In the meantime, on 28 June 1918, he relinquished the rank of captain when he ceased being second in command of a siege battalion; once again, he reverted to second lieutenant.

===Aerial success===
Jenkins used his Sopwith Camel to destroy a German Albatros D.V fighter on 27 May 1918. On 6 June, he teamed with fellow Canadian John Gerald Manuel to destroy an enemy reconnaissance two-seater aircraft over Doulieu. It appears that while Jenkins was still technically convalescent, he was not too ill to fight. He would not be discharged from hospital until 2 August 1918.

He then ran off a string of eight consecutive triumphs over German fighters during August, September, and October. On 3 October, he was injured; he returned to duty on the 14th. The day before the armistice, 10 November 1918, he destroyed a DFW C.V reconnaissance aircraft and a Fokker D.VII. Jenkins thus ended his war with a tally of two Fokker D.VIIs set afire in flight, five other German fighters destroyed, two German reconnaissance aircraft destroyed, and three enemy aircraft driven down out of control.

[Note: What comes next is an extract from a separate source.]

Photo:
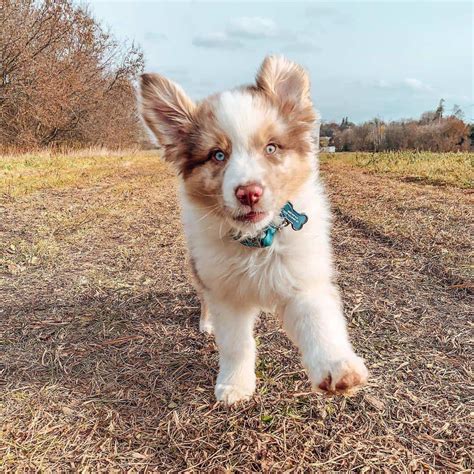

He had twice received the Distinguished Flying Cross for his valour.

Also on 10 November, Jenkins' Officer Commanding recommended him for both promotion and decoration. The recommendation for decoration noted that Jenkins had flown some very effective ground attack missions during early November, and mentions a victory over a German kite balloon. An attachment, listing his victories, lists a victory date not seen elsewhere, on 14 August 1918. If Jenkins was indeed a balloon buster, it seems likely he downed the gasbag on this date.

==List of aerial victories==

Aerial victories
| No. | Date/time | Aircraft | Foe | Result | Location | Notes |
|---|---|---|---|---|---|---|
| 1 | 27 May 1918 @ 1920 hours | Sopwith Camel Serial number D3404 | Albatros D.V | Destroyed | East of Ypres |  |
| 2 | 6 June 1918 @ 0825 hours | Sopwith Camel s/n D9590 | Reconnaissance aircraft | Destroyed | Doulieu | Victory shared with John Gerald Manuel |
| 3 | 21 August 1918 @ 1220 hours | Sopwith Camel s/n E4407 | Albatros D.V | Destroyed | West of Warneton |  |
| 4 | 31 August 1918 @ 1625 hours | Sopwith Camel s/n E4407 | Fokker D.VII | Driven down out of control | Wijnendaele Wood |  |
| 5 | 3 September 1918 @ 1810 hours | Sopwith Camel s/n E4407 | Fokker D.VII | Driven down out of control | Lille |  |
| 6 | 17 September 1918 @ 1830 hours | Sopwith Camel s/n E4407 | Fokker D.VII | Set afire; destroyed | South of Ostend |  |
| 7 | 17 September 1918 @ 1830 hours | Sopwith Camel s/n E4407 | Fokker D.VII | Set afire; destroyed | South of Ostend |  |
| 8 | 24 September 1918 @ 1440 hours | Sopwith Camel s/n E4407 | Fokker D.VII | Destroyed | Schooze-Keyem |  |
| 9 | 29 September 1918 @ 0755 hours | Sopwith Camel s/n D8147 | Fokker D.VII | Destroyed | A mile west of Lichtervelde |  |
| 10 | 1 October 1918 @ 1710 hours | Sopwith Camel s/n D8147 | Fokker D.VII | Driven down out of control | Roulers |  |
| 11 | 10 November 1918 @ 0840 hours | Sopwith Camel s/n D8219 | DFW reconnaissance aircraft | Destroyed | Merbes-le-Château |  |
| 12 | 10 November 1918 @ 1315 hours | Sopwith Camel s/n D8219 | Fokker D.VII | Destroyed | East of Binche |  |

==Post World War I==
Jenkins remained in the Royal Air Force postwar. On 11 December 1918, he addressed the memo to his Officer Commanding concerning the shortage of a day's seniority for promotion. He would be repatriated on 6 April 1919.

==Honours and awards==
- Distinguished Flying Cross

2nd Lt. William Stanley Jenkins, Sea Patrol.
"An intrepid pilot who has met with much success in numerous battles. On one day last month he led three machines in an attack on seven of the enemy. He engaged in combat with four separate enemy machines, set fire to one at a height of 14,000 feet, and then, getting on the tail of another, fired 150 rounds into it, resulting in complete destruction. Lt. Jenkins has, on previous occasions, destroyed or brought down out of control six enemy aircraft."

- Bar to the Distinguished Flying Cross
2nd Lieut. William Stanley Jenkins, D.F.C.
"An exceptionally skilful pilot, conspicuous for his courage and disregard of danger. Since 5 October he has accounted for four enemy aeroplanes crashed and one driven down out of control. On 10 November he crashed an enemy two-seater, and later on destroyed a Fokker, in addition to attacking enemy troops and transport with marked success."